On the other hand, if you are designing a scale-out system that will live across datacentres that you happen to control, you can make all the ducks line up in a different way:
- use multiple sites with diverse power and network feeds
- plan only to ride out short outages at any given site
- have non-redundant power into each rack, and into each server, but diversity in feeds to different racks
- integrate power/network topology + physical placement information into data placement/load balancing algorithms to maintain data redundancy and service availability in the face of failures.

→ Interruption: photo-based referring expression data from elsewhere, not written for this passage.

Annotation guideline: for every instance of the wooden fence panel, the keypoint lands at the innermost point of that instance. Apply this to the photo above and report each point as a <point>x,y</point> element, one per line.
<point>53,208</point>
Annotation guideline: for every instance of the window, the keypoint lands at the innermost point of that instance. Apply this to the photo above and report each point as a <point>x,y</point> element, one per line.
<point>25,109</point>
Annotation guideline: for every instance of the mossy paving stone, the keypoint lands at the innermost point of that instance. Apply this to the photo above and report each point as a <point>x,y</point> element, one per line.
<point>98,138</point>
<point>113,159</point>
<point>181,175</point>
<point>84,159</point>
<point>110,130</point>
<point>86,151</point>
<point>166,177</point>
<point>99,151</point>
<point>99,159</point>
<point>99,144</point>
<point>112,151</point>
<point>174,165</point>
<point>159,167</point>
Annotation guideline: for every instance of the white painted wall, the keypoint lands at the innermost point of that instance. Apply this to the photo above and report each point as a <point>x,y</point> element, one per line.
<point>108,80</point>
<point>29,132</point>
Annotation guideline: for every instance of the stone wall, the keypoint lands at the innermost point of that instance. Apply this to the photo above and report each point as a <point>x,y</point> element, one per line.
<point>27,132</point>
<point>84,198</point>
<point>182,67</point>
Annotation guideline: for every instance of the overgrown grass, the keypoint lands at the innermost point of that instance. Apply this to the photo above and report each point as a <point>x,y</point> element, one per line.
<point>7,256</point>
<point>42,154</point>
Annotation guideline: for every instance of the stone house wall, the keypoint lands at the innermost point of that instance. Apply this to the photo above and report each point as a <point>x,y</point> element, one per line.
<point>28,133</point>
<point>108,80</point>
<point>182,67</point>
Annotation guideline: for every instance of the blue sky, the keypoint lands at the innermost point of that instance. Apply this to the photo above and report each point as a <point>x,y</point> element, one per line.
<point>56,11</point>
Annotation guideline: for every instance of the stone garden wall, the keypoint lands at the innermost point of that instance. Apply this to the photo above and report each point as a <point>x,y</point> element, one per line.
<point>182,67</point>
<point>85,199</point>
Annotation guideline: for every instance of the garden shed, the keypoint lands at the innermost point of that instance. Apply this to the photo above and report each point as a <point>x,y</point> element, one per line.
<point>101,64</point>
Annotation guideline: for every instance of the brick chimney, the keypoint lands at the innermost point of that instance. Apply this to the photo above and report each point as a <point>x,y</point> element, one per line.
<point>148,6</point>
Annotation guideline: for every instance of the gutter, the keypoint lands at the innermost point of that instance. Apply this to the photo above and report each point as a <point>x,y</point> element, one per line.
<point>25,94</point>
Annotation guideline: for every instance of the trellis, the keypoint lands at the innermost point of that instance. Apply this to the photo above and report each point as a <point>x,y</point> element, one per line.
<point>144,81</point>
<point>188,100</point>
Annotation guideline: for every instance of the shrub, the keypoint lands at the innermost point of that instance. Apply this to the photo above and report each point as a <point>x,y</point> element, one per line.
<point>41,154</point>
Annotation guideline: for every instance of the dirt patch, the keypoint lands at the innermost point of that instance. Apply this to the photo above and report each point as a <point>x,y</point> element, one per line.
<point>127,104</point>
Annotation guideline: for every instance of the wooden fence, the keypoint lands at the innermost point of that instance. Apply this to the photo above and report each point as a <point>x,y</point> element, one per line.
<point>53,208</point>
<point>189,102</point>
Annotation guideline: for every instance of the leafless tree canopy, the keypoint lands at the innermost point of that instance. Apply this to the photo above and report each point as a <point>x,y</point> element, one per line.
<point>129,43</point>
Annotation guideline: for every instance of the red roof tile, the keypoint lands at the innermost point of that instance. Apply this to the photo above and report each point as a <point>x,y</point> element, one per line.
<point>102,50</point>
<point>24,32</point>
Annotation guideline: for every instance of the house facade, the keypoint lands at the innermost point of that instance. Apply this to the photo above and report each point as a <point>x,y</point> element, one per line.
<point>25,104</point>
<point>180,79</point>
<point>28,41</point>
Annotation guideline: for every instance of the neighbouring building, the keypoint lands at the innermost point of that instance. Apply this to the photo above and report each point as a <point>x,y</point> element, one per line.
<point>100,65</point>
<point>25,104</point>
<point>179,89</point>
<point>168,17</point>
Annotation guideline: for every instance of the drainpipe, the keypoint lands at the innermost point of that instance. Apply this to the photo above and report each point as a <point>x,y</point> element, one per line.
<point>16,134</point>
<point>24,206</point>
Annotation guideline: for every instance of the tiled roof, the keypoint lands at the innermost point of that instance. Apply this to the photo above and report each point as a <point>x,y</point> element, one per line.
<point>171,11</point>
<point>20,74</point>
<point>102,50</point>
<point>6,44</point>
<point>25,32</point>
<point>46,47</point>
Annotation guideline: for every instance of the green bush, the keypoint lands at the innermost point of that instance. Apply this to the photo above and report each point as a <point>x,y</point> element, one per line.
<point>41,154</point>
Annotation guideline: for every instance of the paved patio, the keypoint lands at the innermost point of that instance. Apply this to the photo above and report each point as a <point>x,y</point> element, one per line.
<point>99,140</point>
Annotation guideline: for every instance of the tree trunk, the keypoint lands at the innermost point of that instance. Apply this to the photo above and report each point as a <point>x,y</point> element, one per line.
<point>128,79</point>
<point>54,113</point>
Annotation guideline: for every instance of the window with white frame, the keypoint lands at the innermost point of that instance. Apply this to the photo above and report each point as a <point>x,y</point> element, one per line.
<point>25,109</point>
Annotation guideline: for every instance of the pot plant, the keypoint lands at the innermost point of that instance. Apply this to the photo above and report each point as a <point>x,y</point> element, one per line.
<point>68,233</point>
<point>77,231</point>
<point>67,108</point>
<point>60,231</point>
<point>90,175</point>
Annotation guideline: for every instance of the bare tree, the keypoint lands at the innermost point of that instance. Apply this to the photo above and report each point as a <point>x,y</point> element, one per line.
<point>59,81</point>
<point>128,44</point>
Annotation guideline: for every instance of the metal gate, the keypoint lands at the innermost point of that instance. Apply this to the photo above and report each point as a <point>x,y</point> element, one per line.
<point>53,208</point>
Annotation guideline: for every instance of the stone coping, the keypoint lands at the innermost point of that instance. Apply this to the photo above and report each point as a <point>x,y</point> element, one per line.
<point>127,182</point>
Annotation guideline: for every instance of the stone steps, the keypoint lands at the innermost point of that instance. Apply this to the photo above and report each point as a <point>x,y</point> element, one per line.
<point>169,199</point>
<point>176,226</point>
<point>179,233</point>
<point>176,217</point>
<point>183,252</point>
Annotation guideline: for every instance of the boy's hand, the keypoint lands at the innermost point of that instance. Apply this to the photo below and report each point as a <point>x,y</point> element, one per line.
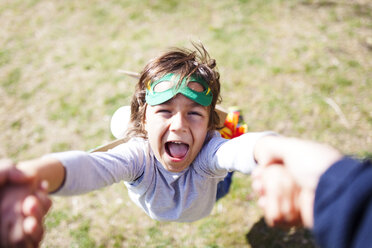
<point>22,208</point>
<point>278,196</point>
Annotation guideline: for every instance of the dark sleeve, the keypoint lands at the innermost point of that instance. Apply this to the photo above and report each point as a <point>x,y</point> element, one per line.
<point>343,205</point>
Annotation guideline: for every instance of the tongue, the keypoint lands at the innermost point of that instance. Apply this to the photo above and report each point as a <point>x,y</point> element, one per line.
<point>177,150</point>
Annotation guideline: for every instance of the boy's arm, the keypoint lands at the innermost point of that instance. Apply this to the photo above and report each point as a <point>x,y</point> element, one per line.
<point>45,169</point>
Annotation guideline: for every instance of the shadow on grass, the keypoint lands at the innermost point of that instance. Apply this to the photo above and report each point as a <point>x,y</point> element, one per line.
<point>262,236</point>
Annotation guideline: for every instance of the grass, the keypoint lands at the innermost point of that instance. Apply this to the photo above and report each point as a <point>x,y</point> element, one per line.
<point>280,62</point>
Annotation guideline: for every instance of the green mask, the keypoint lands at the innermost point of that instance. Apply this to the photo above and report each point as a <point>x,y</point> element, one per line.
<point>154,97</point>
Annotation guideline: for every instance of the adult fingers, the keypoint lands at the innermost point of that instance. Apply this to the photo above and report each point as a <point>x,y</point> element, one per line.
<point>34,229</point>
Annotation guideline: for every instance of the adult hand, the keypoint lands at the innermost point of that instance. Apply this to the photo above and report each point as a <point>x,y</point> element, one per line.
<point>305,162</point>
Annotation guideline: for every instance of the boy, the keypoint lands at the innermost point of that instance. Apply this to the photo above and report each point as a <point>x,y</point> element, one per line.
<point>174,158</point>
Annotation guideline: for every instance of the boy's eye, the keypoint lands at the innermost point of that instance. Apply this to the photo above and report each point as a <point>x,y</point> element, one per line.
<point>163,111</point>
<point>195,113</point>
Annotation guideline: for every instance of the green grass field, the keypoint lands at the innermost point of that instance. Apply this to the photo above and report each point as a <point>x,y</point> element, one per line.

Vertically integrating the hardware, software and hosting of your service means you don't have to pay for double the UPS/generator/power distribution/PSU capacity to achieve service-level redundancy. In this model, most of your servers need maybe a couple of minutes of uptime to ride out small power blips and also let them write out dirty data from RAM. If you treat RAM as nonvolatile, and handle redundant storage at a higher level in your stack, you can use free RAM as write-behind cache and also remove the need for a lot of synchronous filesystem writes, so you get better throughput for write-heavy workloads.
As for hiding the UPS inside the server just hiding the effective PUE of the UPS, consider that instead of building a big, easily serviceable AC->DC->AC UPS that will keep the fussiest of servers running, you get to look at the PSU schematics and build the simplest AC->DC UPS that will suffice to keep that specific PSU's outputs within spec. That's got to help a bit.